Monday, November 05, 2007
The general elections heralds a great revenue harvesting season for newspapers and general media and this one is no different. ScanGroup, NMG and Standard should all benefit from the season. Price is not everything. Many of us when buying stocks will normally look at the price and say, aah, its too expensive. This applies very much to NMG. Despite rarely trading at less than 240 (with exception of brief market-wide blip in March/April) this year, the stock has found buyers impressed not just by its bottom-line, but the future Nation Media Group. It has outperformed Standard over the last 6 months and ScanGroup over the last two.
In one year, NMG has moved into UG with TV, brought a business newspaper into the country, launched a cheap newspaper Metro to compete with Nairobi Star, launched daily shorts of its NTV news on you-tube, removed entry requirement apart from its premium content. In any other year, this would have been unprecedented but coming in the same year as the general election, is awesome. In addition to the above, NMG also runs NTV, Easy FM and a publishing house. 90% of its revenue comes from newspaper sale and magazines. It now has presence in TZ and now has a vision for the whole of Africa. Despite some "issues" when new CEO joined, NMG saw 24% rise in its PAT for first half of the year compared to prior year and should comfortably beat its previous 3 years' annual growth in PAT.

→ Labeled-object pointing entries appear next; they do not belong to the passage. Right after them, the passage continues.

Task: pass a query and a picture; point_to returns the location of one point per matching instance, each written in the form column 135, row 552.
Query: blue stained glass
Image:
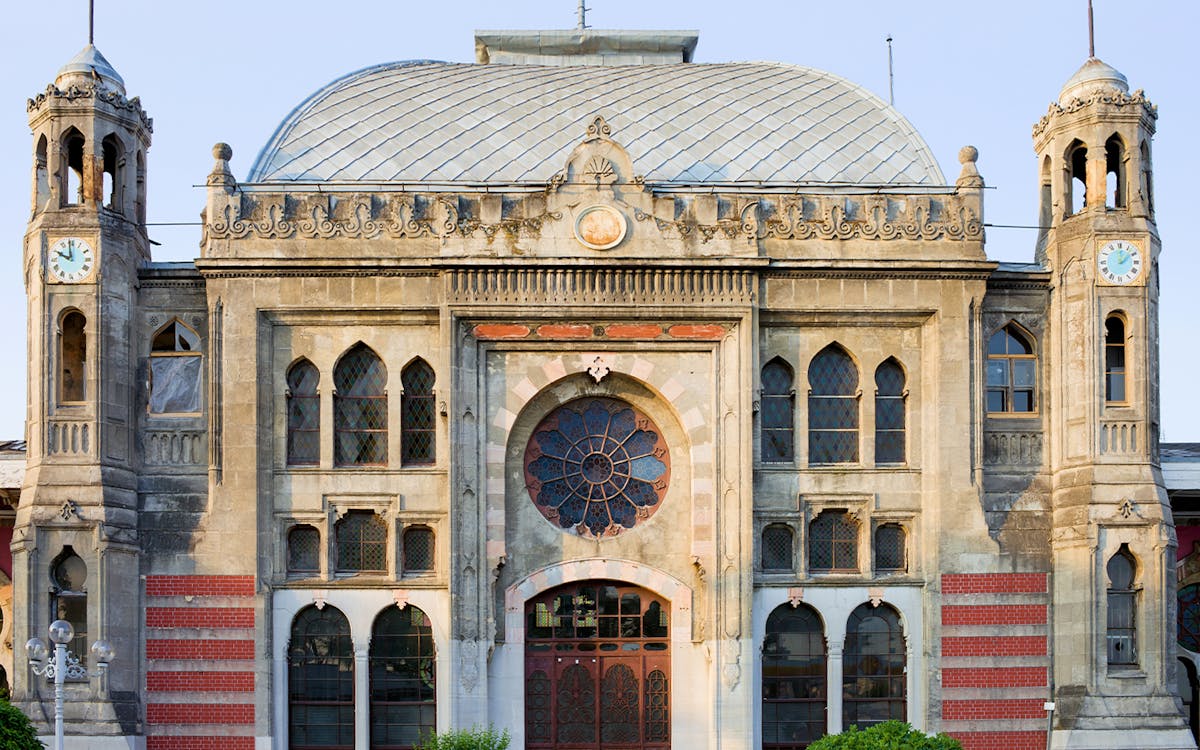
column 595, row 419
column 648, row 468
column 571, row 511
column 552, row 443
column 570, row 424
column 641, row 443
column 623, row 425
column 641, row 493
column 546, row 468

Standard Group continues to lag in the shadow of its bigger expansive brother and perhaps some misguided steps. Despite this, the STG saw profits double in 2006. It also awarded patient shareholders 1;8 shares
which seem not to have materialised yet. The group also owns KTN, Baraza and PDS, a publishing arm. STG was upgraded into MIMS in Feb thus making its shares more marketable. STG has also invested in its state-of-the art printing press which should considerably reduce its printing costs. It has revitalised its management.

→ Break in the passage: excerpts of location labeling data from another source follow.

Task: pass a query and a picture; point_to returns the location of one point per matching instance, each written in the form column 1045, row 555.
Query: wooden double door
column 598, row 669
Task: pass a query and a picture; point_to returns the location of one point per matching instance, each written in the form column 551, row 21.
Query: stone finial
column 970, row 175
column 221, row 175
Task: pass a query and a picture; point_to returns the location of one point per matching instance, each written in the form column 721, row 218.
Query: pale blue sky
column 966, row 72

STG continues to suffer on several fronts however, staff turnover is high and its flagship TV arm recently lost a whole set of its stars to Citizen. Secondly, advertising revenue which it never had a great deal to start with has been reduced by its perceived anti-current regime stance (I wonder why?). However, increased circulation and viewing figures should give it bumper figures.

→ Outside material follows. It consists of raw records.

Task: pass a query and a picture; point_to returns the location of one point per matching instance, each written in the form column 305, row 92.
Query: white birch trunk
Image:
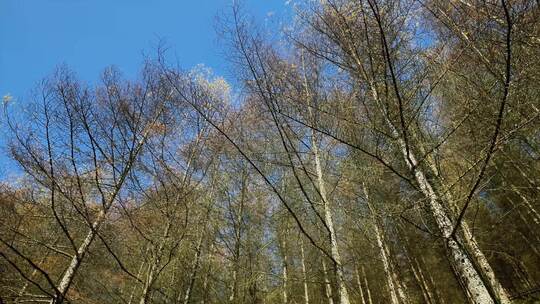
column 304, row 275
column 327, row 286
column 69, row 273
column 342, row 289
column 382, row 251
column 368, row 291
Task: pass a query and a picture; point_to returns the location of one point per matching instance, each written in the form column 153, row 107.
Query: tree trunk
column 304, row 275
column 368, row 291
column 359, row 284
column 342, row 289
column 194, row 270
column 69, row 273
column 383, row 253
column 327, row 286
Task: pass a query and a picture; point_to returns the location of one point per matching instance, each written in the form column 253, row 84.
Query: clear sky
column 89, row 35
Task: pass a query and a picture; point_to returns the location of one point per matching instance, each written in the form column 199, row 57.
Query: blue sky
column 89, row 35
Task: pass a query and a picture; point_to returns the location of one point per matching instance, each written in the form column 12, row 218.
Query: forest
column 370, row 151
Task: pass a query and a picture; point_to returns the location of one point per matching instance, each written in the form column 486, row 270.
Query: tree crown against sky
column 373, row 151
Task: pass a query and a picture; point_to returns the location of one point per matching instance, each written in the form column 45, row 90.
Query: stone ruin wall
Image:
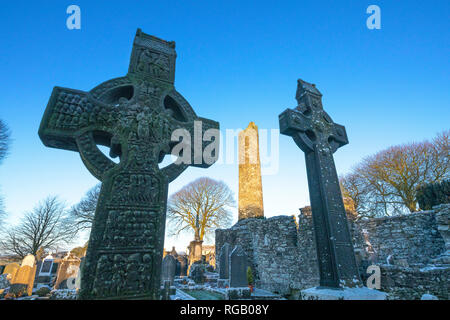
column 412, row 243
column 284, row 259
column 272, row 247
column 411, row 239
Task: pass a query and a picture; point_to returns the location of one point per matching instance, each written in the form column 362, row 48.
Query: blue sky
column 238, row 61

Lastly, ScanGroup. The group has since its listing gone on a spending spree, restructuring of its staff reward scheme to include loyalty shares aka employee share options and expansion to regional and continental markets depending and widening its product offering. Its shares suffers from nervousness about staff loyalty (very important in the adverting world where clients accounts will be managed by one or two creative-types) and generally too much supply of its stock. Again, this season should see increased advertising revenue and give it a typically bumper second half. Long-term, the group's activities this year should mean increased revenue in coming years though concerns remain on its cashflow.